Did I ever sit down with my husband and son to construct even a single structure of Bayan ng Pag-asa? Looking at my phone’s cameral roll, I was always present in their toy buildings sessions only to take snapshots of the finished products!
I am thankful for that question on my FB thread. It made me realize how unfair I have become in fulfilling our homeschooling goals. I kept on pushing my husband to get involved when it was me who kept on overplaying my role but limiting it to tasks I only know and enjoy doing.
I read books to my son because I also love reading. I organize our homeschool schedule because I love to plan and being organized. I am not good in playing with complex toys.
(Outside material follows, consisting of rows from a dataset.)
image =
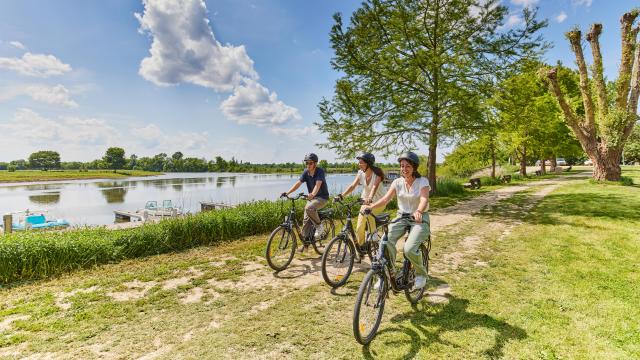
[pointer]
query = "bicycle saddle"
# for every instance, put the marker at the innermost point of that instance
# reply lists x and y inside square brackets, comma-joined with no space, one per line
[382,219]
[325,213]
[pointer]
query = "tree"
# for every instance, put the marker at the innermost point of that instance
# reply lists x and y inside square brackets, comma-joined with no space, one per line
[632,147]
[114,158]
[44,160]
[414,71]
[608,122]
[527,115]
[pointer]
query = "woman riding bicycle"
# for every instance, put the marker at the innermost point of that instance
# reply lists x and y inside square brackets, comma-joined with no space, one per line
[370,177]
[412,191]
[318,196]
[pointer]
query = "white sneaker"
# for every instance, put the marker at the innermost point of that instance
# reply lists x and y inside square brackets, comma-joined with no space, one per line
[420,282]
[319,231]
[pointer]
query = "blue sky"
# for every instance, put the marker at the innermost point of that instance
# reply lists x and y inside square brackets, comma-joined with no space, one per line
[80,76]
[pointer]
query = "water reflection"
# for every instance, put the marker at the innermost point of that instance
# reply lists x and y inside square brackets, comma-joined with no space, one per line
[46,198]
[114,195]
In my mind, building and connecting railroad tracks, constructing wooden dump trucks and paper toys should be Tatay’s activities with our little boy.
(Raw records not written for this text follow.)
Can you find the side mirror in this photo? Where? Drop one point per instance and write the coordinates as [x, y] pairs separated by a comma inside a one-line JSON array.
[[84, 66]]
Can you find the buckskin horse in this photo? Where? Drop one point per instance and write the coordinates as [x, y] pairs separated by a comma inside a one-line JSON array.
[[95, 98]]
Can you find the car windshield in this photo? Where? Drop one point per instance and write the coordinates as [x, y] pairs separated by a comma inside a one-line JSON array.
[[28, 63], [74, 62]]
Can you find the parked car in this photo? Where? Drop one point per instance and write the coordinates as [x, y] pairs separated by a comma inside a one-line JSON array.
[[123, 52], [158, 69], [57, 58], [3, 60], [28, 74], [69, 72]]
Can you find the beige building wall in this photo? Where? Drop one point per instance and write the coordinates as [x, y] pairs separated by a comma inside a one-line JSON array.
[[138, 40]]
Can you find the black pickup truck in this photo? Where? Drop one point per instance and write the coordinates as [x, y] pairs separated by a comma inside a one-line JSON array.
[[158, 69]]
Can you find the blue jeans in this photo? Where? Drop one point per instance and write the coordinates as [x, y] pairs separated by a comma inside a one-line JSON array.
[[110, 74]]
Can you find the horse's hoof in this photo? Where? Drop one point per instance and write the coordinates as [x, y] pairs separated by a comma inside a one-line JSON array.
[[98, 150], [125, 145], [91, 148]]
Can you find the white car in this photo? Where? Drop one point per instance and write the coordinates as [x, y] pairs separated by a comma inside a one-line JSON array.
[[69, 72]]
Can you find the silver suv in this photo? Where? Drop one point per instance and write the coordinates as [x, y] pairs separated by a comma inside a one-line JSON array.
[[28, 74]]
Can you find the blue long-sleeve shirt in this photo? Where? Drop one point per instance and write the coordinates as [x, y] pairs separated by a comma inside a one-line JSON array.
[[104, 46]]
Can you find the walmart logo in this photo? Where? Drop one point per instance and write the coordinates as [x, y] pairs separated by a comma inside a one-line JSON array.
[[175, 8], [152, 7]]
In reality, my husband is silently refusing my self-imposed homeschooling roles. He goes beyond his assigned tasks and is willing to try new activities with our son and me.
I recalled how my husband would give in to my request, stop whatever he’s doing and listen to me as I share what I learned from the workshops I’ve attended. He would also say hat I am the better storyteller but will always give in to our little boy’s request to stop working and read to him his favorite bedtime stories.
There were times when he would engage me on issues that he is passionate about. Sometimes his questions intimidate me — but it feels good to know that he is interested and willing to be part of our important roles as our son’s first and best teachers.
It takes two to tango
Teaching our children is like dancing. We each have our own steps to perform but in order to gracefully dance together, we also need to know our partner’s own moves. We may find it difficult to groove the way our partner does but by constant practice and resolve to learn, we can perfectly move as one.
And I thank my dearest husband for showing me that as long as we are together, we can dance even the most difficult steps.
Tatay, thank you for encouraging me, not only by words but also through your actions, to experience the joy of discovering and exploring with our dearest son.
Now, I can’t wait for Jomike Tejido’s next book. It will be my turn to build the new characters in his Jepoy Dyip series.